5 Lessons from the World’s Most Brilliant Minds
What does it mean to be brilliant? Brilliance is expressed in many different ways: dazzling, wonderful, talented, gifted, inspiring. But guess what, you don’t have to be Albert Einstein or graduate from an Ivy League university to be brilliant. Just look at Time Magazine’s 100 Most Influential People of the Year, which includes a variety of individuals like Mashable.com’s founder Pete Cashmore, the successful business legend Warren Buffett, NBA star Jeremy Lin, famous entertainer Chelsea Handler and MIT professor Donald Sadoway. These individuals are very different from each other, but are all brilliant in their own way.
Learn from the experts! Here is what makes these 5 individuals brilliant, and how you can be too:
Pete Cashmore – Be Daring
Cashmore founded one of the most influential technology and social media blogs to date, Mashable.com. He saw that technology was changing the world and he wanted to be a part it. So in 2005, when he was 19, he created Mashable. An article from Entrepreneur Magazine describes him as “having a quiet sense of urgency wherever he goes.” He saw an opportunity to be involved and he took it. Brilliance! Now Mashable.com is the No. 1 go-to site for all the latest news and opinions in digital technology. So don’t be afraid to be daring. When you see something you want to be a part of and you’re passionate about, don’t hold back.
Warren Buffett – Think Ahead
Buffett is known as the “legendary investor” and in 2008 he was ranked as the wealthiest man in the world. Now he has gained the title of one of Time’s most influential people. How did he do it? By looking ahead! It all began in 1965 with a simple $10,000 investment.
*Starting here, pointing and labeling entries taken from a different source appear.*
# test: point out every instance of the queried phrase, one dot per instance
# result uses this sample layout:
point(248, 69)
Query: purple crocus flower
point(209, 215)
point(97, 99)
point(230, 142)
Buffett took investment strategies to brilliant new levels. An article from Investopedia describes him as “choosing stocks solely on the basis of their overall potential as a company.” Instead of just making a ‘good’ investment for capital gains, Buffett looks at obtaining ownership of quality companies. He’s always looking at the big picture and potential for the future.
Jeremy Lin – Follow Your Values
Lin took over the headlines this NBA season. His success was called “Linsanity” because of his unexpected yet outstanding contribution the New York Knicks’ long winning streak. But his success didn’t come overnight – Lin earned his success by working hard and following his values. Attending Harvard University, he received no athletic scholarships and was undrafted upon graduation. After struggling to stay on NBA teams, his brilliance and skill began to shine in February 2012. Playing for the New York Knicks, Lin made miraculous game-saving 3-pointers, averaged 22.5 points a game and played during the NBA All-Star Weekend. He is also one of the few Asian Americans in NBA history. During his hardships he could have given up, but instead he continued to follow his values and passion for the game. An article in Time Magazine says, “I don't care whether you are an Asian-American kid, white, black or Hispanic, Jeremy's story tells you that if you show grit, discipline and integrity, you too can get an opportunity to overcome the odds.”
Chelsea Handler – Be true to yourself
It may seem surprising that female comedian Chelsea Handler made the list, but she has created her own successful media empire. She’s a talk show host, stand-up comedian, best-selling author, actress and producer. Kathy Griffin describes Handler as “an extremely wealthy trash-talking gal from Jersey, but her authenticity is 100 proof.” The root of Handler’s success is her authentic attitude. She never lost herself when she entered the flashy Hollywood scene. Her bright, fun personality has won the hearts of the people all over the world. To be brilliant, you first have to be true to yourself so others can see you shine.
Donald Sadoway – Be a mentor
Sadoway is a professor of Materials Chemistry at MIT, an energy engineer and noted expert on batteries and portable energy. His class, Introduction to Solid State Chemistry, is one of the biggest at the university. Sadoway’s teaching style is entertaining and engaging, that must be why his class continues to increase in enrollment every year. At age 62, Sadoway is figuring out how to make portable, long lasting grid-level batteries using molten salt and liquid metal. The special thing about Sadoway is that he cares for his students. He is the only ‘expert’ on his research team, he involves students in all elements of the research process. Quoted in Time Magazine, Sadoway says "In a battery, I strive to maximize electrical potential; when mentoring, I strive to maximize human potential." Being a caring leader and sharing your knowledge is brilliance in itself.